Pragmatism is from the Greek meaning 'a doing' - action. However, pragmatism in today’s usage denotes more the sense of practicality than action. So how did pragmatism come to mean practicality from the original meaning of action? I think that the idea of practicality comes from one's experience, noting that one can’t have practice or experience without action or doing first.

It is not surprising that the philosophy of pragmatism emerged in first America, because from its start America was a nation of doers and plenty of activity. And when it came to governance, America’s government was the first to be openly active and engaged with its people, getting involved in nation and social building in a big way, through an active legal system and an educational curriculum that was relevant to the people. The first true experiment of democracy America embarked on could not have transpired without a sense of pragmatism, of compromise and cooperation among its founding members. This nation building and activism the American government and its people adopted certainly reflected the spirit of what the Greeks called pragma.
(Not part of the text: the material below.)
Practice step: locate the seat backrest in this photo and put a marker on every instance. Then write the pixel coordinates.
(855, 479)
In "The Sociology of Philosophies" Randell Collins writes, "Pragmatism was the product of interaction between religious Idealism and the research sciences fostered by American university reform". (The university reform was provoked and by the new and appealing evolutionary theory of Darwin.) From this one can conclude that pragmatism was born as a means of bridging the growing divide between those who chose to remain religious - traditionalists, and those who chose to believe in evolution and science - modernists. To this day America remains a divided country, where a majority still don't believe in evolution. However, America's philosophy, pragmatism, is a philosophy of compromise and reconciliation. It is a philosophy that puts theory into practice - walks the talk, becoming an operational philosophy as John Dewy believed philosophy should be. Through deeds and action, this philosophy cultivated a middle, practical ground in law and education.
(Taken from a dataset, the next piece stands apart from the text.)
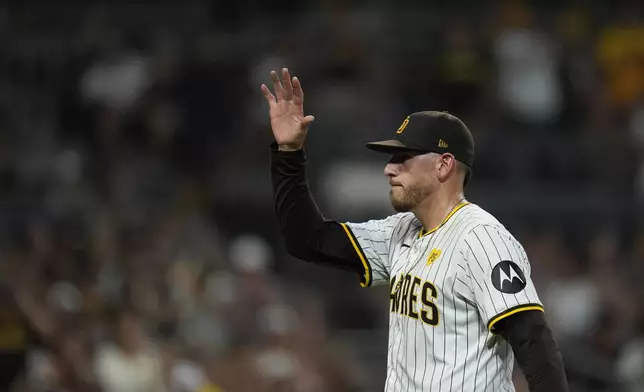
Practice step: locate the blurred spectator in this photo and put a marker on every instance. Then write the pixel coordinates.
(129, 362)
(528, 68)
If pragmatism hadn't been invented America may have been torn apart by its contradictory camps of traditionalists and modernists, as it was by the Civil War. Instead, pragmatism laid the common ground on which differences could coexist. Ironically, the philosophy of pragmatism began to take root after the Civil War, perhaps as a spirited means of healing the rift that was exposed by the war. With pragmatism America invented its own truth, that people from all walks of life and beliefs can live together - a rationale that had never been tested before in human governance. And to this day that truth still binds together people who are not always like-minded. Pragmatism, in how it traverse the divide, is what makes the illusion of equality a reality.